Joe Crawford is a contractor that repairs homes. He has a beautiful wife, Michelle, and a daughter named Lily. Delightful little family. One day as Joe was filling up at a gas station, Joe observed what can be easily pass for child abuse as a young feral –looking mother scolds her child viciously. Though others simply watch on (or resorting to tosser acts such as recording on their smartphones) Joe decides to take action and intervene. He soon finds himself assaulted by not only the child’s feral-looking mother but also the child’s grandmother (who is quite a bit of work herself). The authorities arrive arresting the mother (Angie) and grandmother (Sharon). Leaving the child, Stevie Waltz, with the Crawfords for a few days until foster reassignment. Several days after her release from jail, Angel Waltz pours some gasoline on her body and lights herself afire … but not before stalking the Crawfords and menacing them. When Joe sneaks into the cemetery to observe the funeral of Angie Waltz, he finds it not only odd but unnerving since it is not like your typical funeral: strange rituals and utterances in a Latin-like language. Unknown to the Crawfords is that they have stumbled onto an ancient fire cult that is very vicious with strange dark rituals, and are not exactly the type to invite you over from tea and crumpets. Soon strange things start to happen to the Crawfords as Sharon Waltz (the grandmother) threatens retribution on the entire family for not revealing where her grandson, her only ties to Angie, foster home location. Police Chief Daniel Copeland is tall Afro-American, wisecracking, no-nonsense police chief and is thrown in to this strange conflict that is brewing between the Crawfords and this cultish clan. He’s also an avid Nicholas Sparks reader.

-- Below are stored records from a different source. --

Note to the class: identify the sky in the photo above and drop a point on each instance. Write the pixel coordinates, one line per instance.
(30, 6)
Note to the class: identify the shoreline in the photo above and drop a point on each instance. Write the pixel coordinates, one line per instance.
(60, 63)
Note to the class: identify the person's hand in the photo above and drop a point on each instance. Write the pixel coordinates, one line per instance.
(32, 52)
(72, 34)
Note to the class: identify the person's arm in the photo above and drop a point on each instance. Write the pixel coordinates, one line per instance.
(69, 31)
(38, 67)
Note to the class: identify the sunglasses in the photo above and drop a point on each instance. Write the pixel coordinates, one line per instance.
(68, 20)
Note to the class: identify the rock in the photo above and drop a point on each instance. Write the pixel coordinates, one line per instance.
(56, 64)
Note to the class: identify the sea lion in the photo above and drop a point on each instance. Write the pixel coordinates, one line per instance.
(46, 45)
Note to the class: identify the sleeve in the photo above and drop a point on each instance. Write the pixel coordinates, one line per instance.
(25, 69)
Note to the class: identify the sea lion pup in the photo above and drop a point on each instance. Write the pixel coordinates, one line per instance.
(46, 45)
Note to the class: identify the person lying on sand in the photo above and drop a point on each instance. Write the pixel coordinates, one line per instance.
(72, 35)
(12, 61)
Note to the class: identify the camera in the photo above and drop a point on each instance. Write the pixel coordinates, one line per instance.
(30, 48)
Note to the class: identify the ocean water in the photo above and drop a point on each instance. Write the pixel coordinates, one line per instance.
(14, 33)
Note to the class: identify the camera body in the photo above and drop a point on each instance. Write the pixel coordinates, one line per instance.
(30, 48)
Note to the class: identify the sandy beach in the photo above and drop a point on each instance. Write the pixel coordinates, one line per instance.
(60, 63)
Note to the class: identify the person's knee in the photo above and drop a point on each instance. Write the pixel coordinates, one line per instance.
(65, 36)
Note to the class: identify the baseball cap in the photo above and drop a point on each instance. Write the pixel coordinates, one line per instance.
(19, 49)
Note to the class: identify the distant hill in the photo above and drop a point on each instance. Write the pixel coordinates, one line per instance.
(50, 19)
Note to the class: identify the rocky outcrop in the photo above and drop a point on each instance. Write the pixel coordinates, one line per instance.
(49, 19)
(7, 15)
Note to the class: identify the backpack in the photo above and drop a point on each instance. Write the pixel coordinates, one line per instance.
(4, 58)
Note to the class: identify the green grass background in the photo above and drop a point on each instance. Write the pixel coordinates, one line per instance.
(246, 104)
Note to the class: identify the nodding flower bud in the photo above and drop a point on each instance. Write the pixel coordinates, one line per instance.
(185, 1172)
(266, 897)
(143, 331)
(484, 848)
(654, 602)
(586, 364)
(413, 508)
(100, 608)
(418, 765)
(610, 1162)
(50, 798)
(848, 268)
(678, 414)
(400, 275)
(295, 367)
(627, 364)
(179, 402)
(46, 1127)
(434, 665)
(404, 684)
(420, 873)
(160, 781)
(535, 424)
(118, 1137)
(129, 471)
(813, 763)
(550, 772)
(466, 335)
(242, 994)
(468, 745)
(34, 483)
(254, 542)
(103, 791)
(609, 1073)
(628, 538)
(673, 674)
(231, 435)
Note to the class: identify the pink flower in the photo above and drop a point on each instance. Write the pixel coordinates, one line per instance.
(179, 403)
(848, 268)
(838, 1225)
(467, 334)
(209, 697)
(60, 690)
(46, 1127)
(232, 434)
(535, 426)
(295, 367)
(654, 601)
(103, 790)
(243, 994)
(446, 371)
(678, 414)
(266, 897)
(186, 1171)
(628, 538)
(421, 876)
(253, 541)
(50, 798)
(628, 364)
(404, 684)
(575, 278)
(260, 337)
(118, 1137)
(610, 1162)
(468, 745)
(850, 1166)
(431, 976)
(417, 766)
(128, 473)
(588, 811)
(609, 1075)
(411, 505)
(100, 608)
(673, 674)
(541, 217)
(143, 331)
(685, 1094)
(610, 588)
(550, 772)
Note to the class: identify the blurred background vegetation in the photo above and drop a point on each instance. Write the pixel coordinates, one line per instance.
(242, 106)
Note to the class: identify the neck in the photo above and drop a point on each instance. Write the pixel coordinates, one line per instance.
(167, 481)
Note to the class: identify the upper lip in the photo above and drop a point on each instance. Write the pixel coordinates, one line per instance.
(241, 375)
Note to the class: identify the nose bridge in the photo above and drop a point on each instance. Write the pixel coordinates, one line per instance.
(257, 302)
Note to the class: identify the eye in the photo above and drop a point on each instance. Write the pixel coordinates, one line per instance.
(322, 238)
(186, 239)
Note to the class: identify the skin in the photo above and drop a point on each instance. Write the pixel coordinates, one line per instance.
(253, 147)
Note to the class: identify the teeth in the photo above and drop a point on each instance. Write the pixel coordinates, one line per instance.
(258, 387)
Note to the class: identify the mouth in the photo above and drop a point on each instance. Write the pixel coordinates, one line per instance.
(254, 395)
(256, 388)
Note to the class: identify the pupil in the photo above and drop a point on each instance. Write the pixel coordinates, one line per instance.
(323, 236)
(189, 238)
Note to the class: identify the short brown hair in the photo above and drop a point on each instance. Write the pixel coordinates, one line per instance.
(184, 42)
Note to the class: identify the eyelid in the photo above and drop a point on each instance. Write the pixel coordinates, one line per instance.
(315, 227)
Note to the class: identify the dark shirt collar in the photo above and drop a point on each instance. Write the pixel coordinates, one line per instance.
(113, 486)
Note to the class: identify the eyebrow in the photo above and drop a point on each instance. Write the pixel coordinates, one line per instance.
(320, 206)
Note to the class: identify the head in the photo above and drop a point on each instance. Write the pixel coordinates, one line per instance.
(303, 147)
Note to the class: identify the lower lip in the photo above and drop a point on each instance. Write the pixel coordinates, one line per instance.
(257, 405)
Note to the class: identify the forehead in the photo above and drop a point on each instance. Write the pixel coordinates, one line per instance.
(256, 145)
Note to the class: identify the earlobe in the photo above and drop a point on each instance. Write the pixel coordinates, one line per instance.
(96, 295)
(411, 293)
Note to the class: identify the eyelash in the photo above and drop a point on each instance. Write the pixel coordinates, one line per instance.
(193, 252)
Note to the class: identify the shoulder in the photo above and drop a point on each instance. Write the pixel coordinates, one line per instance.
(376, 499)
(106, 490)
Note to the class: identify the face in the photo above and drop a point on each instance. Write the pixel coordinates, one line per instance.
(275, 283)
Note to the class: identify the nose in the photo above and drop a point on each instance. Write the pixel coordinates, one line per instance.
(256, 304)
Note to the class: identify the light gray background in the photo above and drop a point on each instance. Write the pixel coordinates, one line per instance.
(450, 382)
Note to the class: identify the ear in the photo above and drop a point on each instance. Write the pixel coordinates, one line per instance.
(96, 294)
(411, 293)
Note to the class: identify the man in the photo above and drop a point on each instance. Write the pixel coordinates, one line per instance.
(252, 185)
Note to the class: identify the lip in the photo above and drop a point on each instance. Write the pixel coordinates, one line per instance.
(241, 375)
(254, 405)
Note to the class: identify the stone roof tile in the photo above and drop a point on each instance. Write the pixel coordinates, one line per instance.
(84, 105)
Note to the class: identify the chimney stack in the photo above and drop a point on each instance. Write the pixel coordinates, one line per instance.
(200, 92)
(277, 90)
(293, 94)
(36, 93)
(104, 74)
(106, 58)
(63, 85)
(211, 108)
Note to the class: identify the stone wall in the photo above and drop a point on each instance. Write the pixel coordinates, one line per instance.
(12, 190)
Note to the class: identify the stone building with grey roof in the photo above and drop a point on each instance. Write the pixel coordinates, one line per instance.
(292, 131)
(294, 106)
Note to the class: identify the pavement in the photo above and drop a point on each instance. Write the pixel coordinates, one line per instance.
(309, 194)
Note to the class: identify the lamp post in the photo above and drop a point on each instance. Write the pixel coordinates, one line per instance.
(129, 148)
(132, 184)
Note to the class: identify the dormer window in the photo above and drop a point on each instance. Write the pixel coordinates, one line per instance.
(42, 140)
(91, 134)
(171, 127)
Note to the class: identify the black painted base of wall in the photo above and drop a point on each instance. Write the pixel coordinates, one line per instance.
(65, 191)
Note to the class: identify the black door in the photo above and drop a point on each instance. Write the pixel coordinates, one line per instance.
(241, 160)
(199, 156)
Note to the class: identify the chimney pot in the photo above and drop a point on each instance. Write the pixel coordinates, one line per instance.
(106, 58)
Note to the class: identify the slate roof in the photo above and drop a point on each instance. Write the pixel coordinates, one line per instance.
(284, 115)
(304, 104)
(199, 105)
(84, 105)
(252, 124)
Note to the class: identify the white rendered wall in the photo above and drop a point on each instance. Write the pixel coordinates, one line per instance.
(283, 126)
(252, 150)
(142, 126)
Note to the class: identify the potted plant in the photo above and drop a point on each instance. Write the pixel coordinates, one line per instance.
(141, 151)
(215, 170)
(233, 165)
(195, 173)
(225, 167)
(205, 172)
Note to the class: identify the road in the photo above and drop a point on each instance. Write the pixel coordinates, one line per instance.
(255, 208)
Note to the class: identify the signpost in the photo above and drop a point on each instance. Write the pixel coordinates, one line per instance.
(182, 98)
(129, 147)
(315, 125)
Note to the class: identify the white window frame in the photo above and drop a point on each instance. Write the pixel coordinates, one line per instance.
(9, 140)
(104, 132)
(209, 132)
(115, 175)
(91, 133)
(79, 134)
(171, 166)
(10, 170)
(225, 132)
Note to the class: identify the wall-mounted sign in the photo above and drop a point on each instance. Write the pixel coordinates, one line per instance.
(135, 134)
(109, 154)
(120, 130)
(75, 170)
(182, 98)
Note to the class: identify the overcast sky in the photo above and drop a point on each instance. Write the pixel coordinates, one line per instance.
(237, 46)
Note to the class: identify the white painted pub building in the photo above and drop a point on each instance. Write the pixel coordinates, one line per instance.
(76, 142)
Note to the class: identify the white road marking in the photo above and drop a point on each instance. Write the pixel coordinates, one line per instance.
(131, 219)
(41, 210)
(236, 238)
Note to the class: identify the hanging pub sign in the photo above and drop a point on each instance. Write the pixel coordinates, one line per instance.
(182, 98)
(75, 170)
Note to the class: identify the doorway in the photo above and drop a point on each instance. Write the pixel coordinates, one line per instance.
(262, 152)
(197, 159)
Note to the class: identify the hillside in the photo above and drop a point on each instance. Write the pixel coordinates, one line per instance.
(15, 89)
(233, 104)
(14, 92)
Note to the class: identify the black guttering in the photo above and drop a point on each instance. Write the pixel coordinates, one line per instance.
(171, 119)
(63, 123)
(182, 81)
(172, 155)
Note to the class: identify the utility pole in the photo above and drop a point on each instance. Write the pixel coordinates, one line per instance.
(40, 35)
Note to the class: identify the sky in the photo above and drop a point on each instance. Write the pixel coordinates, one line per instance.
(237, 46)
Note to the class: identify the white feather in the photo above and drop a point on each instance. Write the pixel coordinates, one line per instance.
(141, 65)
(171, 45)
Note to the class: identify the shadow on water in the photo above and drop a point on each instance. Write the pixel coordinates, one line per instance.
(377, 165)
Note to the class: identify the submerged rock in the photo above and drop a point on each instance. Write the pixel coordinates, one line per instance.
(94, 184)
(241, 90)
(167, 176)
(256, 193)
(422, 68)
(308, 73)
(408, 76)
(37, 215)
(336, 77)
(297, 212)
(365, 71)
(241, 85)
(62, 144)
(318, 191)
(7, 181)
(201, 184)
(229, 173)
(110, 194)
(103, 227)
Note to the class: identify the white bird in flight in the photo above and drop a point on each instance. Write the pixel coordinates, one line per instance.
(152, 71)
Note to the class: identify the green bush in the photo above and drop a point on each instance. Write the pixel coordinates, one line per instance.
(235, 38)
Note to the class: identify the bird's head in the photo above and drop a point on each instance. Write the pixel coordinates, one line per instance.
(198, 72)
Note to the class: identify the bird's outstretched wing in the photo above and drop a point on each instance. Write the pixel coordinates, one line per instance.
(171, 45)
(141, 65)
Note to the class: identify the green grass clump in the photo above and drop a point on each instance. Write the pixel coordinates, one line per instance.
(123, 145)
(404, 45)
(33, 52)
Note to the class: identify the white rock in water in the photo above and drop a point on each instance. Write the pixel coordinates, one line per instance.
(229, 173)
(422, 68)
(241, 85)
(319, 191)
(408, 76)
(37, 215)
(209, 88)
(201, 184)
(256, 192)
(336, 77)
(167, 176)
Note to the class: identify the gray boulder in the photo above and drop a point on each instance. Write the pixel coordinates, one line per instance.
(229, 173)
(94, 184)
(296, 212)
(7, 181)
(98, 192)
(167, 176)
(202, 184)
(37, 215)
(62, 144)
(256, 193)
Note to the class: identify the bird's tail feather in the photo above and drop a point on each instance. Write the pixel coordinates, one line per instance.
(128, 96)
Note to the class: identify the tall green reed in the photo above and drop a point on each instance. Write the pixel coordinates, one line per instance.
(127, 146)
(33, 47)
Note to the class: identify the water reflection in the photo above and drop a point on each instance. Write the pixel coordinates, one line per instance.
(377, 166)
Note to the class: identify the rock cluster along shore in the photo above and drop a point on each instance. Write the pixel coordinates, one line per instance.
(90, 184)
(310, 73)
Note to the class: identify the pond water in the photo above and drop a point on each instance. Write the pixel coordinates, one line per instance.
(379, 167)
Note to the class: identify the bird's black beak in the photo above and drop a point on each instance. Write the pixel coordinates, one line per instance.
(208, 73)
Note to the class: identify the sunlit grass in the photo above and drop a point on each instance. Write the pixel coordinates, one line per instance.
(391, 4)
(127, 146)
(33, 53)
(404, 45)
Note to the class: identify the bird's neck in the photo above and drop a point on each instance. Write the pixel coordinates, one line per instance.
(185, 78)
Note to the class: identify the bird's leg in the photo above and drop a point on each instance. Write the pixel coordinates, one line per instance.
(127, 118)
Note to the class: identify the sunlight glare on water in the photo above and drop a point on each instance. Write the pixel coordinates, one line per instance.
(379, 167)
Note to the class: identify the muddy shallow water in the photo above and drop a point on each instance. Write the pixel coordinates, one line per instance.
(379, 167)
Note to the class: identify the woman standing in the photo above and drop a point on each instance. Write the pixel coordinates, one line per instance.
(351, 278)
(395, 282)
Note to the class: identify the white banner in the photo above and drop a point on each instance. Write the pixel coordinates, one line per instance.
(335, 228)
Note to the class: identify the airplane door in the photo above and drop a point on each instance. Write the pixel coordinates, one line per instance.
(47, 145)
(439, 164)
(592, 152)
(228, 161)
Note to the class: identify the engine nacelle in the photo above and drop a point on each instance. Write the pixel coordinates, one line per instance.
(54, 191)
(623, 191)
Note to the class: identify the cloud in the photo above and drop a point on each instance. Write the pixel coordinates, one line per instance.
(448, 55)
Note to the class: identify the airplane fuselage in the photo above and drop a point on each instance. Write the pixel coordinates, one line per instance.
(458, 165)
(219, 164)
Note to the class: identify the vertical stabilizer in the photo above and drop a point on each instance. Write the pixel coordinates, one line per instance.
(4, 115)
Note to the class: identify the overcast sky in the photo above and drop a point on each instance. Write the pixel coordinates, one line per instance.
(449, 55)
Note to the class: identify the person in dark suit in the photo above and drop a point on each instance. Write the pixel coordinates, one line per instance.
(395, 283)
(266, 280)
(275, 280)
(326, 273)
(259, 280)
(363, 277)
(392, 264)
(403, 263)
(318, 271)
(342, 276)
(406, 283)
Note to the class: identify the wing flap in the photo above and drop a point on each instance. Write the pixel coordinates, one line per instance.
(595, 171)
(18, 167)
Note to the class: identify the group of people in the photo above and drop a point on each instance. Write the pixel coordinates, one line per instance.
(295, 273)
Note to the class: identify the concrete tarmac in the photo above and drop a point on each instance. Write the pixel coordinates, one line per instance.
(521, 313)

Just when things couldn’t seem to get any better, an old house that next to the Crawfords that went unsold for many months was finally bought by a charming older, high-society type (and somewhat sexually adventurous), couple called the Markers: Mitch and Bridget Marker. What’s even more intriguing is that they seem interested in hiring Joe Crawford for a lucrative remodeling of the large mansion type house. And though Joe is appreciative of the work, there is in the back of his mind that there are too many coincidences, especially when Bridget seemingly has the hots for him … with ulterior motives. To add to this, his assistant, Kevin Gentry, has started to behave a wee bit odd. And as the world seems to close in on the Crawfords, they find an ally in Daniel Copeland which they will need as things quickly take a frightening and sinister turn as some twists, in the story, would reveal that some people aren’t whom (or what) they appear to be.

Nightmare is one of those atmospheric horror pieces that keeps teasing you into believing that scary stuff is waiting on the next page but it doesn’t yet it builds in the anxiety at each turn of the page. Legs will be crossed, bladder and bowel systems stifled because when the shit hits the fan it will be brutal and vicious and prisoners will not be taken. And it will happen as casually as a stroll in the park. You won’t see it coming. And as always, I caution folks as they venture into a Jonathan Janz terrorscape: try not to get too attached to characters.You will thank me for that bit of advice. Mr. Janz, you are spoiling me.